Sunday, January 23, 2011

you all make burning in hell seem like it’s not so tough

hell is in turmoil and we all know it, the trouble is none of us know what to do. hell is what we call our suite, and what used to be our big group of mischievous friends that would come over and, with the risk of sounding redundant, raise hell.
but things have happened to us, and we've all calmed down. we've become less of hellions. and we've been disjointed. though it could definitely be traced back to a lot of understandable reasons, there's nothing we can do about those things now. and instead of dealing with it, little sects have arisen, and though we can't ignore it's happening none of us even bring up the problem outside of our own little sect.
at this point it feels like trying to fix a political system. there are too many factions, and different people with different opinions. there's no easy solution, but we need to start the discussion. because whether we feel like we can show it anymore or not, we still love each other.
i feel like this happens to a lot of groups of friends, but we were brought together for a reason: we're all fucking weird. not that everyone doesn't have their little quirks and that we're special because we're weirder than everyone. that's not the point at all. but together we all feel like we can be our weirdest, and over break none of us really felt at home. even though hell had already been going through issues.

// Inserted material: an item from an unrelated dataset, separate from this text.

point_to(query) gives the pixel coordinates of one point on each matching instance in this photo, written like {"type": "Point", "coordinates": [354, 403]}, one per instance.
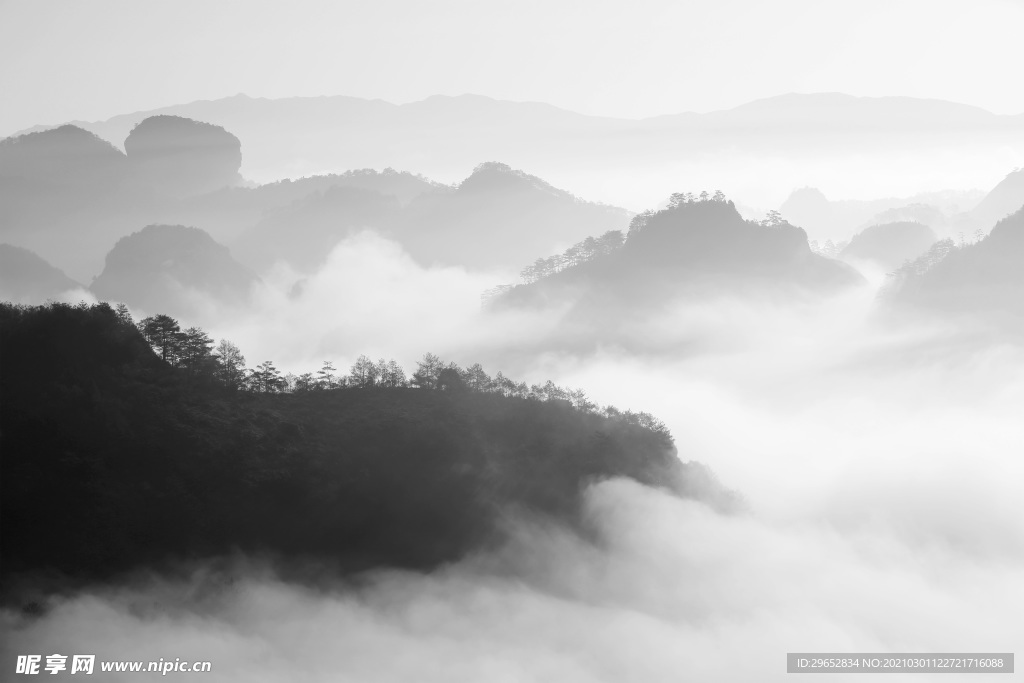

before we got here and met each other,we had all had our own issues with being socially awkward, or whatever it was. i remember hearing one of my friends go on and on about how much happier he was since he had been here with us, and one of my best friends used to feel anxious in most social situations but now it's one of those things she doesn't have to deal with. and i know on my part, i don't have to feel that way around these people. or, at least, i didn't. and now it's almost an issue of, can we all be together without worrying about when someone leaves will the dialogue change to trash talking that person, or even just the worry of a feeling of tenseness when we're all with each other.